A guide to surviving exam period abroad

9 March 2020

Eleanor educates us on how to survive exam periods whilst on your year abroad.


Exam time is always stressful both at home and abroad. When you are abroad, you have to discover new coping mechanisms and ways of unwinding during times of stress. For me, I always loved escaping to my hometown to enjoy some home-cooking and down-time so that I could come back to uni feeling grounded, re-energised and ready to take on my exams. Of course when abroad, you are forced to find new relaxation methods away from the comfort of your own home. By finding what works for you and putting time aside for yourself during busy library days, you’ll soon discover the power of mindfulness and self-care, and how to enact it wherever you are in the world.


Healthy living

I always find great pleasure in finding time to cook properly for myself during exam season. Its so tempting to reach for unhealthy, sugar-heavy snacks and pre-prepared meals to save time. However, dedicating time to cook a nutritious meal is something you can look forward to as a break from your revision, as well as preparing your body and mind by inducing concentration and productivity.


Exercise is also super important. Of course, this is entirely personal and you should never feel pressured to do this for a long time every day, its more the psychological effect of working out or any form of physical activity that makes it so valuable to alleviate stress and clear your mind. Whether this is just a walk in the park or a 30 minute gym session, being active and allowing your body to move releases the tension and stress from sitting at a desk all day.

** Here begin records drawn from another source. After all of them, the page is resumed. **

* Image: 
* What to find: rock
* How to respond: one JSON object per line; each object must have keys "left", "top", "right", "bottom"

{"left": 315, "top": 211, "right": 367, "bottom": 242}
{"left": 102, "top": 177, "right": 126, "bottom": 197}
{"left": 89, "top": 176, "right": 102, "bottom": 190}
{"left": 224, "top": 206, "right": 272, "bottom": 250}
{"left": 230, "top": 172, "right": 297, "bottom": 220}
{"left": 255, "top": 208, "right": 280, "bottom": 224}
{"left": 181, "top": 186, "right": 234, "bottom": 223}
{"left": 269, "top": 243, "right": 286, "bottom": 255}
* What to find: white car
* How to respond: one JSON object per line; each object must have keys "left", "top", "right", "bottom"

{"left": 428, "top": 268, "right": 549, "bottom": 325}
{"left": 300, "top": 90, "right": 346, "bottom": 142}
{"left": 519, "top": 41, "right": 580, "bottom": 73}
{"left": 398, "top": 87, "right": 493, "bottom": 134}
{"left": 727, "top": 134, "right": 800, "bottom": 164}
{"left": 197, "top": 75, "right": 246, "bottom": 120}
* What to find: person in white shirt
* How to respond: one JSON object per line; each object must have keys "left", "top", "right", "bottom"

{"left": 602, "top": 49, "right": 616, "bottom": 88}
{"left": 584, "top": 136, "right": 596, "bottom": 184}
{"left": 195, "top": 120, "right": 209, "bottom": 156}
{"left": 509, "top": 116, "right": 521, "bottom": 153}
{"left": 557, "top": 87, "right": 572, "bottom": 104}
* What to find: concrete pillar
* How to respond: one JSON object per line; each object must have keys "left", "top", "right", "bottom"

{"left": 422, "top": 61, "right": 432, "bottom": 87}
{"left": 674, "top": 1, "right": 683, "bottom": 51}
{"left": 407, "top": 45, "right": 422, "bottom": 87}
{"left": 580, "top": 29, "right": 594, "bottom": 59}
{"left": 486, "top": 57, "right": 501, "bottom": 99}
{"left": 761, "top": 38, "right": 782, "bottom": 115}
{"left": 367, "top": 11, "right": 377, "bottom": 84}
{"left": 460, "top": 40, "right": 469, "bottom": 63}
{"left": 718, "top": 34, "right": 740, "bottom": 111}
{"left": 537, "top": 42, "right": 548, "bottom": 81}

Probably the most important thing of all- sleep! While sleeping requirements do vary depending on the person, It is crucial to get between 7-9 hours of sleep every night to function at your best the following day. I found that sleep discipline is especially important, going to bed at the same time every night and waking up at the same time every morning enables your body to find its natural rhythm and fall into a consistent sleep-wake cycle so you can be feeling awake and motivated all day.


Social life

Balancing revision and a social life is particularly hard during exams. I tend to alter the ways I socialise during exam time so it doesn’t interfere too much with work. For example, if you’re someone who likes to go out clubbing and drinking with friends, perhaps restrict this to just one night a week or meet a friend for lunch instead. It’s important to not isolate yourself and give yourself some free time to have some fun- especially when you’re abroad and are entitled to feel a little less guilty for exploring and socialising over working!


Revision/managing workload

Just like at home, revision timetables are particularly useful to organise your workload and to hold yourself accountable to what needs to be done. Flashcards and mind maps are a good start in order to reduce your notes, and then ideally move on to some past papers for consolidation.

Don’t forget that your year abroad is ultimately just pass or fail and does not count towards your overall degree classification. Of course this is no excuse to not work at all, its important to keep your mind active and to continue expanding your knowledge to help you once you return home, as well as in general life. However, it is a reminder not to overwork yourself or get too stressed about exams. Perhaps limit your revision to 2-4 hours a day. Spend the rest of your time enjoying your time abroad, beyond the walls of your classroom.